Update: The copy has been updated with bigbasket's response.
The gruelling rigour of on-demand services in the online grocery space has claimed another casualty. This time, the victim is bigbasket.
Alibaba-backed bigbasket has merged its express delivery with its slotted delivery, the company confirmed to Moneycontrol after Entrackr reported that the company was shutting down its express service.
"We have brought our two business models - express and slotted delivery together," Hari Menon, co-founder of bigbasket, said.
Earlier, customers could choose from 2000 items and order with Bigbasket's 90-minute express model. These orders were delivered on bikes. Alternatively, customers could choose from 30,000 items and pick from four delivery slots. These orders were delivered by van.
"Now customers can choose from 30,000 items and get almost 90 percent of them delivered in 2-3 hours of placing the order. These orders are delivered as a combination of van and bike based on the size of the order, which is determined using advanced technology," Menon said. "This new service is fully live in Delhi NCR and will be live across all Tier I cities by September."
Express delivery was started by bigbasket in 2016. The move was seen as unconventional by a company that had grown slowly but steadily, rather than by taking bold steps.
In the past, rival Gofers also shut down its on-demand delivery services due to unfavourable unit economics.
Essentially, the core of on-demand service is the availability of the product at the local level.
Unlike restaurant delivery where food is manufactured locally, in the grocery segment, companies need products to be available at local level in enough quantity to sell them to customers.
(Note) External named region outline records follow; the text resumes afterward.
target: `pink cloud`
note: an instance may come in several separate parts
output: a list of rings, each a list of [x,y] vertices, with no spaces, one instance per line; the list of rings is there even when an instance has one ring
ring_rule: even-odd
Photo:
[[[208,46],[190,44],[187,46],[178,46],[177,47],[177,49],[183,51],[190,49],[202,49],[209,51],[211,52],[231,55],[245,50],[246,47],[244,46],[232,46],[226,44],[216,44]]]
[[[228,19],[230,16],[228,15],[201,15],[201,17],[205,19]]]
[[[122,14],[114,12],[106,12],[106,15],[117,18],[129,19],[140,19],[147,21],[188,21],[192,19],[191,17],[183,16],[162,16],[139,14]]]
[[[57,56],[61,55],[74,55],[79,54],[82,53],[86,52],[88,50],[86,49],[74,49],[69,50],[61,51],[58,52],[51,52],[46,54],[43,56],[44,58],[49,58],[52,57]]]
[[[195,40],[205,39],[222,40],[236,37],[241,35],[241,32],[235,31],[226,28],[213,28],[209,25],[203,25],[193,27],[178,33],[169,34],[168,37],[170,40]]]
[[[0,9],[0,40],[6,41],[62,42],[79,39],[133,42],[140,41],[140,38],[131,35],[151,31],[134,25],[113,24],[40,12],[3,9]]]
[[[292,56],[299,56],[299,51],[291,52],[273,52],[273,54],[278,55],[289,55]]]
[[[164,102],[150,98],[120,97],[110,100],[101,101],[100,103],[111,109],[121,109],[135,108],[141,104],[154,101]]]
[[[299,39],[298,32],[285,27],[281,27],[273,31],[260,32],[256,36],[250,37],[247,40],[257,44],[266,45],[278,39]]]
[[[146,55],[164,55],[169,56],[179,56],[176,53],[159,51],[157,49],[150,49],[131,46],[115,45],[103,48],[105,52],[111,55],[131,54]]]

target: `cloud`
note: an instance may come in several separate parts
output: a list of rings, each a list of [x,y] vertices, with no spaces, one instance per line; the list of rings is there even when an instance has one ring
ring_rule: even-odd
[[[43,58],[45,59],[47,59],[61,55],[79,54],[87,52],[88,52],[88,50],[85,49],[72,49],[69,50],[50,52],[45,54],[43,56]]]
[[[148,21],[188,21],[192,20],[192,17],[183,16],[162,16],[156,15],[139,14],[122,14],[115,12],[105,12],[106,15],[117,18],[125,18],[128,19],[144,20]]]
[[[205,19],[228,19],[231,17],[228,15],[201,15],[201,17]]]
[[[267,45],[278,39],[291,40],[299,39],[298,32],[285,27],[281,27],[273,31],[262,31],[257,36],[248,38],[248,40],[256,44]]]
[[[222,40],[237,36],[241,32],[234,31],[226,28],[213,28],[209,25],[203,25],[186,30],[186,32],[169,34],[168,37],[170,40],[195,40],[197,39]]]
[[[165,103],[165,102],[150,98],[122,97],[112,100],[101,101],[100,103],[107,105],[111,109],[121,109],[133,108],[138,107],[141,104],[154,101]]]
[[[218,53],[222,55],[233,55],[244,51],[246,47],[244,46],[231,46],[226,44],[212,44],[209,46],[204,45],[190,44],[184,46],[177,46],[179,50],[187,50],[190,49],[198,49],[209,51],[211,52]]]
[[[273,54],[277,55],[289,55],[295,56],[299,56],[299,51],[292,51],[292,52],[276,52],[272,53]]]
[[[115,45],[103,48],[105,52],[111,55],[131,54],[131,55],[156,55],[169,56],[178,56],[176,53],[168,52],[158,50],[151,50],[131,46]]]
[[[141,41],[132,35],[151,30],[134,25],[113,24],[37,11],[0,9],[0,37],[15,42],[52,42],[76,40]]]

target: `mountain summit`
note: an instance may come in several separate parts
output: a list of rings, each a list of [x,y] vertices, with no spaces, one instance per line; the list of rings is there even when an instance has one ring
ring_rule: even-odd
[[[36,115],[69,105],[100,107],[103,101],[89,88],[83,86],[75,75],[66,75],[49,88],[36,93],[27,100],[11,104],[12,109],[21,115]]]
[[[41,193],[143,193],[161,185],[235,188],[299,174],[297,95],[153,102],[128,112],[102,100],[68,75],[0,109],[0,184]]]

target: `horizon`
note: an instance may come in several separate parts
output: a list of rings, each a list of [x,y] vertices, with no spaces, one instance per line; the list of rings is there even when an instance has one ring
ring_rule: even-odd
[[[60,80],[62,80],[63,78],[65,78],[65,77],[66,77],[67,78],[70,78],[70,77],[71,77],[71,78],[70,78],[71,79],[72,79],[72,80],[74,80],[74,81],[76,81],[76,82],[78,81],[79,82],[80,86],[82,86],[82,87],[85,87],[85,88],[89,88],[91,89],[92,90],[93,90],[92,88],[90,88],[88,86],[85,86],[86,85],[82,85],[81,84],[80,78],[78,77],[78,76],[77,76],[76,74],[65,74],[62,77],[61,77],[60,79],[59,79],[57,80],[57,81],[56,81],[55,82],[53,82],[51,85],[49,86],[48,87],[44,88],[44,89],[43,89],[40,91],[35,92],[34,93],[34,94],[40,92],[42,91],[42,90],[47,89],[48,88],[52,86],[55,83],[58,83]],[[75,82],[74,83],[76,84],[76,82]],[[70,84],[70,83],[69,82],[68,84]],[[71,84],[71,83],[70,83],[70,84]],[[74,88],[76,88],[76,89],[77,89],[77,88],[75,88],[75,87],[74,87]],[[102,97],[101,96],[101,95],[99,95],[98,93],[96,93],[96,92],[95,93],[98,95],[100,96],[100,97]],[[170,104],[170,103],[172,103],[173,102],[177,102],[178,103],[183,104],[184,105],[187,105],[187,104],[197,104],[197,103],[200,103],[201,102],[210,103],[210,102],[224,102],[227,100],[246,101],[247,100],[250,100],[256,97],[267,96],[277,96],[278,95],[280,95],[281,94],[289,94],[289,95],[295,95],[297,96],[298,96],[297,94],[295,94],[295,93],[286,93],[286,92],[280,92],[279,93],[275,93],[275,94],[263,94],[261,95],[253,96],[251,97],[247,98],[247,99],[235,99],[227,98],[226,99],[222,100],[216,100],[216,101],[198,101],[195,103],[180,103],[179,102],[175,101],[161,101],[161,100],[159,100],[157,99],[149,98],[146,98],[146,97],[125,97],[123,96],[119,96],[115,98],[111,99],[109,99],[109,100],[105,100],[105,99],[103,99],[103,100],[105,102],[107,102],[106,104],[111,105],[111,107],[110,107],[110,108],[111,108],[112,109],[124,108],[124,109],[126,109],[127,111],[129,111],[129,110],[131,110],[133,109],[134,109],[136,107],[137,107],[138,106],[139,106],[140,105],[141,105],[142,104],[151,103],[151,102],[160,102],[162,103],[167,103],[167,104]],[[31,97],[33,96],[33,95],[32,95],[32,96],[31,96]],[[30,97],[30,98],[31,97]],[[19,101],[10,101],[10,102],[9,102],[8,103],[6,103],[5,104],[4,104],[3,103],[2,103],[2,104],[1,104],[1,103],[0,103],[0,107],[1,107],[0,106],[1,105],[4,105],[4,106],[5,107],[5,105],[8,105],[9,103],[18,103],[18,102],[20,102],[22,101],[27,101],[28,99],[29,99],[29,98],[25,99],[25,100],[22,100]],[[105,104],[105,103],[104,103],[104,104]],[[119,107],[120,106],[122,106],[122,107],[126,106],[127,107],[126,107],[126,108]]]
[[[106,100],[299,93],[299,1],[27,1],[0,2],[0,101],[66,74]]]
India has lots of small stores and it gets very difficult for companies to know what they have and they usually do not have everything that customers want in a single order. This increases the cost of procurement. So a grocery delivery company has to hop on from one store to another to pick up individual items.
This increases the cost of procurement since the delivery boy has to pick up the products from multiple small stores to complete the order.
On the other hand, if the company opts for the inventory model -- stocking all units by itself -- the cost of operation increases.
A senior executive of a leading online grocery firm said on the condition of anonymity that an order needs to be at least worth Rs 1,500 for a grocery delivery company to cover the warehousing and last-mile cost. Otherwise, the customer will have to bear a convenience fee in order for the company to not take a loss.
However, in a price-sensitive market like India, consumers are unlikely to pay a fee worth Rs 60-70 for an average ticket size of Rs 100-250.